India Looks to Boost Growth With New Budget

NEW DELHI (Christian Science Monitor) — India's finance minister announced the government's new budget on Saturday, promising a slew of measures that attempt to balance welfare spending with high economic growth and infrastructure development, while vowing to keep a tight control on the fiscal deficit.

It was Finance Minister Arun Jaitley's first full budget since Prime Minister Narendra Modi won a huge majority in national elections in May on the back of promises to turn around the economy and boost job creation.
There were few sweeping reforms that the government has been promising, but economists and business leaders reacted to Saturday's announcement with cautious optimism, a far cry from Jaitley's first interim budget in July, which was widely panned.

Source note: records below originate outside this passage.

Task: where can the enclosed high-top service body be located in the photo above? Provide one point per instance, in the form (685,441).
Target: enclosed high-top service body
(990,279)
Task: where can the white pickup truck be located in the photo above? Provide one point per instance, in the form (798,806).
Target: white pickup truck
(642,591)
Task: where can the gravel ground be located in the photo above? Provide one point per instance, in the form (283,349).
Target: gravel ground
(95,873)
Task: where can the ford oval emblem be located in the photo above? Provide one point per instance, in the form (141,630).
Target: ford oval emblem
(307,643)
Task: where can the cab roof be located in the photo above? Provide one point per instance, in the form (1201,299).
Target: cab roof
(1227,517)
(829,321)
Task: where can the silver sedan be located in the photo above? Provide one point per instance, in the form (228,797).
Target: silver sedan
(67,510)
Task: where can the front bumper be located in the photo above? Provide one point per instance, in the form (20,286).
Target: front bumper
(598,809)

"It's a very positive budget. No big bang, but a steady move forward," Ajay Shriram, president of the Confederation of Indian Industries, told CNN-IBN. "It's moving in the right direction."

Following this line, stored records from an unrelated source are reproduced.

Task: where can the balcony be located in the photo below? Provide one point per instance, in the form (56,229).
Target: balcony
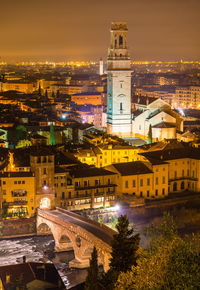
(94,186)
(183,178)
(16,202)
(19,193)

Jaitley said the Indian economy is slated to grow at 7.4 percent in the current fiscal year, which ends in March, and will continue grow at between 8.1 and 8.5 percent in the next year.

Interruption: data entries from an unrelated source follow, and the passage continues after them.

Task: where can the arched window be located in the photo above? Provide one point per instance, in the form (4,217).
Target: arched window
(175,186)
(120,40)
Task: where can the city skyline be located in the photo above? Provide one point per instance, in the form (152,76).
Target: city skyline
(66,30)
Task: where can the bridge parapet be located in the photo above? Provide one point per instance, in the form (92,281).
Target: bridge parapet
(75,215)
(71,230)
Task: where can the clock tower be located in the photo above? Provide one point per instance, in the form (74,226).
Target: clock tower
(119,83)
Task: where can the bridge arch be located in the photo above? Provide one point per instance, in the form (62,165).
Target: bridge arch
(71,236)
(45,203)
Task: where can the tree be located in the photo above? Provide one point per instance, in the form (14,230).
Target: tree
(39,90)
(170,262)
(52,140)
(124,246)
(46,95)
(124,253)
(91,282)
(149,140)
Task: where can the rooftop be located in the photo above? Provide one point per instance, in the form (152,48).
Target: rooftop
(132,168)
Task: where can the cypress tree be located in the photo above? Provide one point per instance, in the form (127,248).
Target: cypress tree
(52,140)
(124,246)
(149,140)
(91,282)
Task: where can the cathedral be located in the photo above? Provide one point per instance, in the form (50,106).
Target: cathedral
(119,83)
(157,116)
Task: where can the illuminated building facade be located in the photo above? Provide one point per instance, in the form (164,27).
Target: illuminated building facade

"The credibility of India's economy has been re-established," Jaitley told Parliament in a 90-minute speech. "India is about to take off on a faster growth trajectory once again."
New growth estimates announced in late January make India the world's fastest-growing economy, surpassing neighbor and rival China. But the higher growth projections follow a revision of the baseline against which India calculated economic growth.
India's annual growth averaged about 8 percent in the decade up to 2010, but slumped to about 5 percent in the following years.